# Rental Income



## CuriousReader (Apr 3, 2009)

So income tax season again ... and this time, I have a little bit more complication in my return because of rental income. late last year I bought a 3-bedroom condo, I rent out 2 of the rooms to friends (obviously, shared kitchen, etc).

How should I go about an report this rental income? How can I deduct the approppriate costs (mortgage, condo fee?)? Any specific forms that I should be filling in?

Also, should I actually register of some kind that I am a "landlord" now?


----------



## GeniusBoy27 (Jun 11, 2010)

Easy

Income = money from your friends for rent

For liabilities, you can claim only on the portion, not personally used (2/3 - rental, 1/3 - personal)

Liabilities = Mortgage interest (not principal -- get info from your annual mortgage statement from your bank) + Condo Fees + Hydro + Heat + Property Tax + Water and Sever + House Insurance + Cable (if shared) + Telephone (if shared) + Other stuff I'm probably not thinking about

2/3 of the above liabilities is what you can claim. 
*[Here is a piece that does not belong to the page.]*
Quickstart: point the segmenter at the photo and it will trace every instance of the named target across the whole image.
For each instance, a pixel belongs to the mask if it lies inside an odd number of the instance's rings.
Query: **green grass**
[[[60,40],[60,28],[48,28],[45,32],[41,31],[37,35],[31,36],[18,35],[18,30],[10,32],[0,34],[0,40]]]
Now, if you really wanted to be creative, you could in theory claim your tax preparation software. (Because I can't do my complicated rental taxes without my tax preparation software, and a portion (i.e. for the business purposes of running your rental unit) of your computer, because you need a computer to run the software, and a printer to print the taxes out, ... Creative accounting is fun!) 

Hope that helps!


----------



## CuriousReader (Apr 3, 2009)

Thanks!

Is there specific forms that I need to fill? (ie. which section/line does all this stuff goes into?)


----------



## stardancer (Apr 26, 2009)

T776 Rental Statement

http://www.cra-arc.gc.ca/E/pub/tg/t4036/README.html


----------



## CuriousReader (Apr 3, 2009)

stardancer said:


> T776 Rental Statement
> 
> http://www.cra-arc.gc.ca/E/pub/tg/t4036/README.html


Thanks!

There's an "account number" on top of the T776 (http://www.cra-arc.gc.ca/E/pbg/tf/t776/t776-10e.pdf) form. 
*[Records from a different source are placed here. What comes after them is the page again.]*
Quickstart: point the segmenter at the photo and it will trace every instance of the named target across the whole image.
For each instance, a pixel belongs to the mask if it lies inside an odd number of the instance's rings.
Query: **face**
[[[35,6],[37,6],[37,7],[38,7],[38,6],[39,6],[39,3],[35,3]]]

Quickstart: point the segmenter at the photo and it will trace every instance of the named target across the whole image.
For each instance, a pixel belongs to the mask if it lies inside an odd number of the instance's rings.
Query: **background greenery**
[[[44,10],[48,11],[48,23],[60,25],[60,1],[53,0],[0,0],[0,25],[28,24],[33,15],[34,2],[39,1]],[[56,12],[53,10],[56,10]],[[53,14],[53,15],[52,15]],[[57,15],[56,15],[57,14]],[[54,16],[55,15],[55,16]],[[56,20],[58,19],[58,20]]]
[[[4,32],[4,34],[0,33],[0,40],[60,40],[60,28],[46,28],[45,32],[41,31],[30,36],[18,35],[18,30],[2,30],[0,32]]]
Does that mean I need to register of some sort first that now I have rental income?

Thanks


----------



## balexis (Apr 4, 2009)

Hi Curious,
I had the same questions 3 years ago when I bought my duplex. I suggest you meet with an accountant now, to set you straight for your initial year. The next years will be pretty much copy-and-paste, with different numbers, so this year is the important one.

I tried to do everything by myself on year 1, and learned 2 years later that I can deduct the CMHC insurance (1/5th of the amount every year, for 5 years). I was lucky to hear about that, and filed a T1-ADJ, but I could've missed on a big deduction because of my ignorance.
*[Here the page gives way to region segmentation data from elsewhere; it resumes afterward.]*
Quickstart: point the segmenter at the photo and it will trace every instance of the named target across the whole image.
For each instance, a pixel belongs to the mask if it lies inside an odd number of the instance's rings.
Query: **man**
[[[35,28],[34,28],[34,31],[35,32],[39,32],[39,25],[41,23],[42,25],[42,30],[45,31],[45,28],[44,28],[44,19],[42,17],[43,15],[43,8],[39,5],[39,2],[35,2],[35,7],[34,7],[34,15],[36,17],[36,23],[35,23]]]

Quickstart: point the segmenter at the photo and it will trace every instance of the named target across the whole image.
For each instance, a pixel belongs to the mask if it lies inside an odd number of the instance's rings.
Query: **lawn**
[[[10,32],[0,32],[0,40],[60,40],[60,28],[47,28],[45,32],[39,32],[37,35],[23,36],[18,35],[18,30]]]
There are quite a lot of details you need to know that are not obvious to the first-time owner of a rental. For example, your lawyer's fees and transfert tax cannot be deducted, but need to be capitalized. 

Here is the CRA guide you should read, re-read and thoroughly understand:
http://www.cra-arc.gc.ca/E/pub/tg/t4036/t4036-10e.pdf


----------